The English law of treason was a good deal broader than that. By the Treason Act of 1351, it was considered treason to "compass or imagine" the death of the King. That meant that even the words, "methinks the King doth not look well" could lead to the forfeiture of all of a subject's property to the crown, followed by an execution in which his limbs would be torn asunder, after which he would be disemboweled while still living. In his book The Life of the Law: The People and Cases that Have Shaped Our Society, from King Alfred to Rodney King, Alfred H. Knight notes that Edward IV had a grocer executed for saying that his son would be "heir to the Crown." The luckless merchant meant that his son would inherit the grocery shop, called "the Sign of the Crown," but no matter; the statutory definition was fulfilled.
It was also treason to levy war against the realm, of course; for that matter, it was treason to sleep with the Queen. Not content with this list of offenses, the common-law courts extended the crime by inventing the idea of "constructive treason": anything that had a tendency to deprive the King of his authority, for example, was a capital offense. Judges applied this doctrine to, for example, reformers who petitioned Parliament to allow universal suffrage. In 1701, a colonial court sentenced Nicholas Bayard, the former mayor of New York, to disembowelment because he had written to the King complaining of the colonial governor's corruption. (A subsequent governor remitted the punishment before steel could be interposed 'twixt gut and bladder.)
The Framers understood that "constructive treason" was a powerful weapon in the hands of government. At the Philadelphia Convention, Gouverneur Morris warned that if the delegates failed, "The scenes of horror attending civil commotion can not be described, and the conclusion of them will be worse than the term of their continuance. The stronger party will then make traytors of the weaker; and the gallows & halter will finish the work of the sword."

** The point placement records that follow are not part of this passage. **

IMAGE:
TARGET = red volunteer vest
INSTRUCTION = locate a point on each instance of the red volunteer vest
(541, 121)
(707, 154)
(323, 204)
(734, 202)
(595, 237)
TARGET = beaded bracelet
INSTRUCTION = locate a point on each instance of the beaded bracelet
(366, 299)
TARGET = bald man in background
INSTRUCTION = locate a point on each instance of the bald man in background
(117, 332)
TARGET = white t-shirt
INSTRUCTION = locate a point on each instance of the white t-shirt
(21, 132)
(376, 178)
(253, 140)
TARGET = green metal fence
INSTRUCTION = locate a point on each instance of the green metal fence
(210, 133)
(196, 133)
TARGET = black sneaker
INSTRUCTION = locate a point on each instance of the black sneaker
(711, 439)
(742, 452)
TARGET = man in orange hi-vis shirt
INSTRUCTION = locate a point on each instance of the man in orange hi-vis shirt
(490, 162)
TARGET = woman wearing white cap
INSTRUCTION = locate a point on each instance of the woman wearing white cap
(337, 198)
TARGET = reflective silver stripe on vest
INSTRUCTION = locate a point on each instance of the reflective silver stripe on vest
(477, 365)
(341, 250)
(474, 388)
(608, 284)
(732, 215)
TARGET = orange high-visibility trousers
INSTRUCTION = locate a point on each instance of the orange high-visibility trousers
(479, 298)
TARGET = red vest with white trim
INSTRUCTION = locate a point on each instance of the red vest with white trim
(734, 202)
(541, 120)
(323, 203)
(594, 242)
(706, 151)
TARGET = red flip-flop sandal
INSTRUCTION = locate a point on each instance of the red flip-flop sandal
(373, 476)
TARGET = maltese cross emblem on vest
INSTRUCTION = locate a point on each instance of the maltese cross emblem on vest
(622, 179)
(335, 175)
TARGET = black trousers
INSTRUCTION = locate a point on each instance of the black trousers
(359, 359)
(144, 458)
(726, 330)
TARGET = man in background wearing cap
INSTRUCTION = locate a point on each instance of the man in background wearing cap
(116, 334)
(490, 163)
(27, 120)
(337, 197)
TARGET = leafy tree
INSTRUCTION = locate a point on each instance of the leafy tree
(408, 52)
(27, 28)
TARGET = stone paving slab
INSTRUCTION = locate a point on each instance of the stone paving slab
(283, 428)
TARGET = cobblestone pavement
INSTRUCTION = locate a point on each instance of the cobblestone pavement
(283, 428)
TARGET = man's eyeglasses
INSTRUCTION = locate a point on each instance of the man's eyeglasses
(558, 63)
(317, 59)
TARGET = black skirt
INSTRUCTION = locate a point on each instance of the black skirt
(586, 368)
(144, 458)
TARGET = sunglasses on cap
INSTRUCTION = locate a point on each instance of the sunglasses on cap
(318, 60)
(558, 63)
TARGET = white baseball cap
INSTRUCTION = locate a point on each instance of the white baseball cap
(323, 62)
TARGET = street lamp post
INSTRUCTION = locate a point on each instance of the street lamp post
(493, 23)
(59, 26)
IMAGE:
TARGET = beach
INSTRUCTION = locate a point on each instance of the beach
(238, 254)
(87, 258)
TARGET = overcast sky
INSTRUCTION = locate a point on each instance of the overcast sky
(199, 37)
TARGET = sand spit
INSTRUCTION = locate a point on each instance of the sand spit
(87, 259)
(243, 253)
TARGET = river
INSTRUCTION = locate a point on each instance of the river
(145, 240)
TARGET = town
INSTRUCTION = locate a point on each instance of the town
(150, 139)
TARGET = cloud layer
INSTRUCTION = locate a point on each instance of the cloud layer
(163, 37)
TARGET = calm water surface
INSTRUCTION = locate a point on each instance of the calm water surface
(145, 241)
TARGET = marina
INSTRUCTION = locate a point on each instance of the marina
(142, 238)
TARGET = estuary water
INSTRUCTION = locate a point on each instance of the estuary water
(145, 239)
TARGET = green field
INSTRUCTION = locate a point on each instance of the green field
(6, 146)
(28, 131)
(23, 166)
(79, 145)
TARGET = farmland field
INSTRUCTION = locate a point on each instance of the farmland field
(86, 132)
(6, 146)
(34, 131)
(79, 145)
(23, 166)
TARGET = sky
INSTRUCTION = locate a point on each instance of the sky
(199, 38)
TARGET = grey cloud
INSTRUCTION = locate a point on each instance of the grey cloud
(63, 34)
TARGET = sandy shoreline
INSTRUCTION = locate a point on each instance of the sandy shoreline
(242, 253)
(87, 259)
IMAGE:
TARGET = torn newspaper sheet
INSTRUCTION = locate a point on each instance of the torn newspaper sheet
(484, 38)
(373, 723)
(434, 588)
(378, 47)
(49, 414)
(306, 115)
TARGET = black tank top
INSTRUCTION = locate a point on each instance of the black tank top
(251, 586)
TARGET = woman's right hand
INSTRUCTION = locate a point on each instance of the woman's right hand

So the Framers prevented government from "making traitors," and succeeded better than they knew. When in 1806 Thomas Jefferson had his former Vice President Aaron Burr prosecuted for treason, Chief Justice John Marshall construed the law so narrowly that Burr-who was certainly guilty of preparing to "levy war" against the United States-went free. No leader of the Confederacy (which really did "levy war" against the United States) was tried for treason. One Japanese American who served as an interpreter for Japan during World War II was convicted of treason, but later pardoned. Julius and Ethel Rosenberg were prosecuted and executed for espionage, not for treason. Today, one American, Adam Yahiye Gadahn, a native of Oregon who has become a spokesman for Al Qaeda, is under indictment for treason-the first such indictment in half a century.
What's the relevance for today? The cry of "traitor" is a particularly corrosive one. Senator Joseph R. McCarthy used to like to throw it around to smear American diplomats who foresaw the defeat of Chiang Kai-Shek. We seem to be descending into a new McCarthy era, where a member of the House, Alan West, feels free to accuse "80 to 90" of his fellow Representatives of being members of the Communist Party. (Does anyone think the CPUSA even has 90 members?)
It is immoral and offensive to use treason as a coded term for "someone who views the Commerce Power more broadly than I do" or "someone who differs with me on optimal monetary policy." Traitors are to be torn to pieces and killed, not just voted out of office. Its increasing use is part and parcel of the rising tide of vulgarity, flowing mostly from the Right, that is swamping political discourse today. It's too bad Mitt Romney didn't know what the Constitution says, and use his appearance in Euclid to calm down his supporters. I think those who claim to live by, even pray to, the Constitution should be aware of its language and watch their own.